Very easy to reproduce yourself from the comfort of your own home, so go for it. Just fire up HTTP Scoop or Wireshark or tail your server’s HTTP logs and start hitting stuff. Marvel at the # of excess bytes transferred across the wire that you didn’t need. 😦

Here are a couple of test URLs so you can see for yourself:

As a self-professed Apple fanboy, I can’t wait for a fix. In the meantime, we’ve had to jump through all sorts of hoops to ‘dumb down’ some of our most exciting new features. 😦

UPDATE: Yes, I’ve tried with every Cache-Control and Expires header known to man. No, it doesn’t make a difference. Try it yourself.

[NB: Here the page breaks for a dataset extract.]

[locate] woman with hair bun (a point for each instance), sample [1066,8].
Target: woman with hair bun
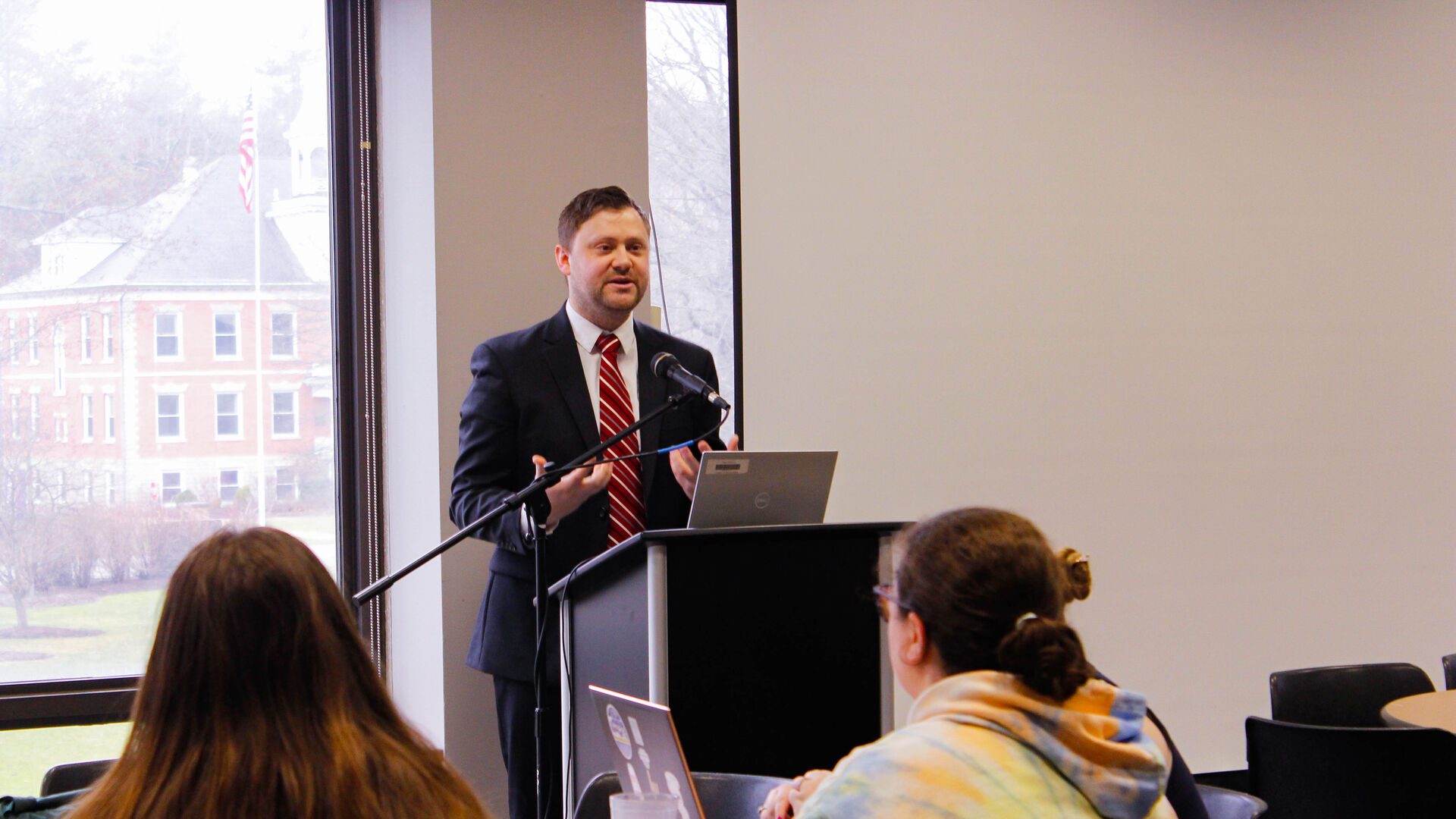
[1183,789]
[1009,719]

My conference schedule for the rest of 2008

April 3, 2008 3 comments

A few of you have been asking when/where I’ll be this year, conference-wise. Since Audrey was born, I’ve tried to keep my travel and speaking gigs to a bare minimum so I could help with my three kids and keep my wife sane. If you’d like me to speak or otherwise help out your conference this year, being local (Silicon Valley) is almost your only bet, I’m afraid. 😦

That being said, there are a few things that are ‘must attend’ for me, and a few local California shows, too. I’m sorry if I had to turn down your conference this year, but please ask again in future years – especially those of you with foreign events. 🙂

Here’s what’s on my calendar so far:

I wish I could go to OSCON this year, and wish I could have gone to ETech, too, but I just can’t & couldn’t.

And while I have your attention, I’d just like the mourn the death of the Web 2.0 Summit for me. I’ve enjoyed going all the previous years, but I just really didn’t get anything out of it last year. It’s turned into a massively popular event, but one that’s mobbed with VCs and bankers – almost no startups or entrepreneurs to be found. I have nothing against VCs or bankers, but that’s just not why I attended. So I think I’ll pass this year. Might come up to the city to hang out or get lunch, though, so ping me if you’re in town then.

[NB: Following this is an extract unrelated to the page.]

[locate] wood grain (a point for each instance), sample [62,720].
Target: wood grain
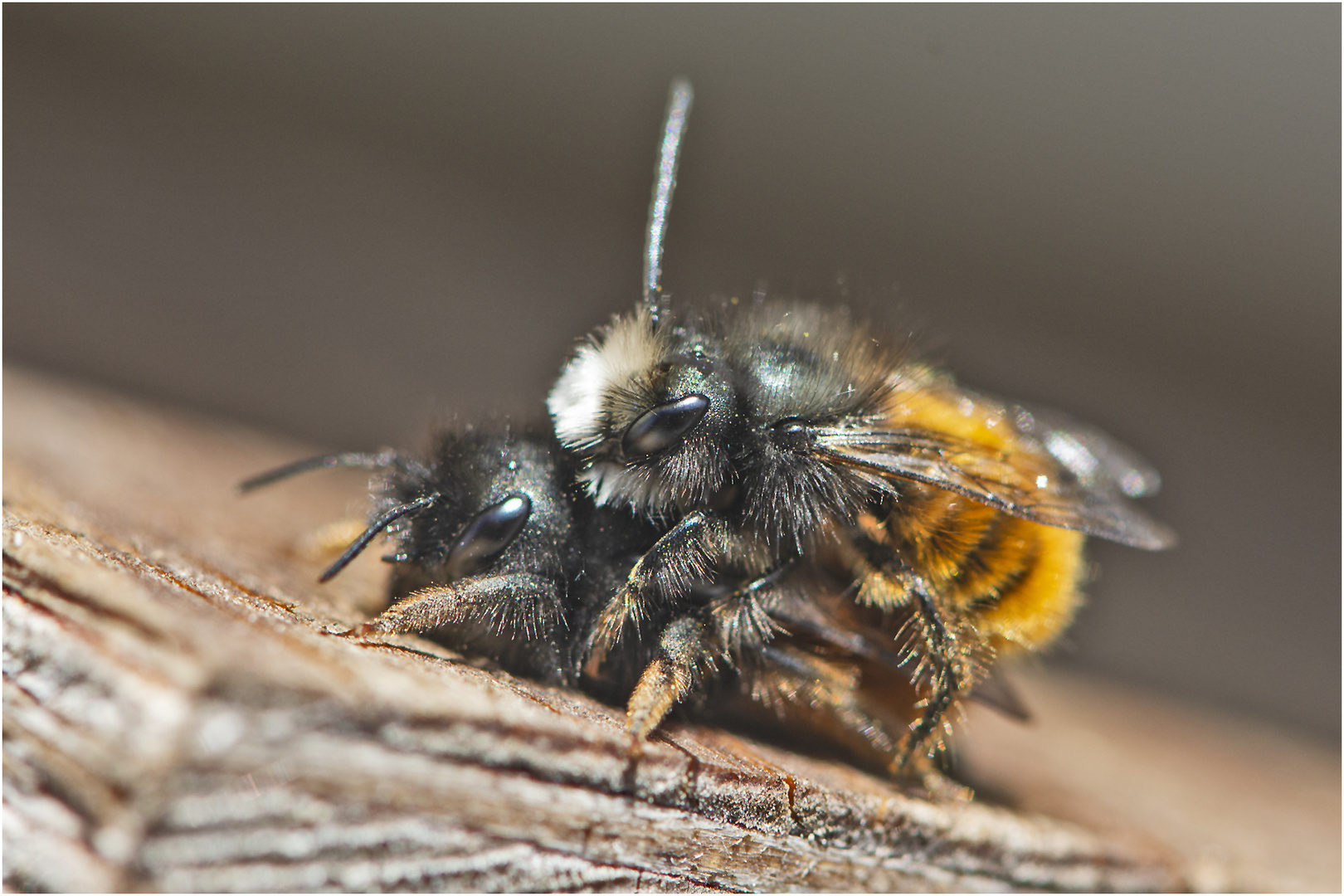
[179,716]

If you are an entrepreneur with a hot startup, I suspect TechCrunch50 is going to be the place to be this year, btw. Get your demos ready!

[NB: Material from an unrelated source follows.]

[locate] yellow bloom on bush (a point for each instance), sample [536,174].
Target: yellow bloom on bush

UPDATE:  Jesse just posted a 20% discount code in the comments:  vel08js  Thanks Jesse!

iPhone, SDK, SmugMug

April 2, 2008 19 comments
SmugMug on iPhone

Been getting lots of questions about the iPhone SDK in general, and a SmugMug app in specific. Unfortunately, I think we’re covered by all kinds of NDAs so I can’t say much, but here are some of my thoughts:

  • The iPhone SDK is a monster, huge, awesome thing. It once again leapfrogs Apple’s phone way way ahead of all of the competition. Just watch – the scope and breadth of the apps that’ll be available is going to take your breath away. And they can’t run anywhere else, because all the other phone companies have been ignoring us developers for years. They’re all scrambling around, now, though.
  • The iPhone Apps Store is a bigger deal even than the SDK. Yes, you heard me right. Currently all the buzz is coming from developers, but since I wear both developer and CEO hats, I can tell you the deployment and business side is at least as critical. Being able to easily and rapidly get software and updates to your customers is a nasty problem, and the fact that Apple’s solved it for all of us is a huge, huge win.
  • The combination of the two is where the real magic happens, obviously. I can’t imagine anyone else doing something quite as integrated anytime soon.
  • We are building a SmugMug app. It’s already in the works. Of course, it’ll be free. And of course, it’ll be awesome. I don’t think we can say anything else, though.
  • No, this doesn’t mean the end of our iPhone interface for on-phone Safari web browsing. We’ll keep developing it, and we’ll keep integrating your feature suggestions.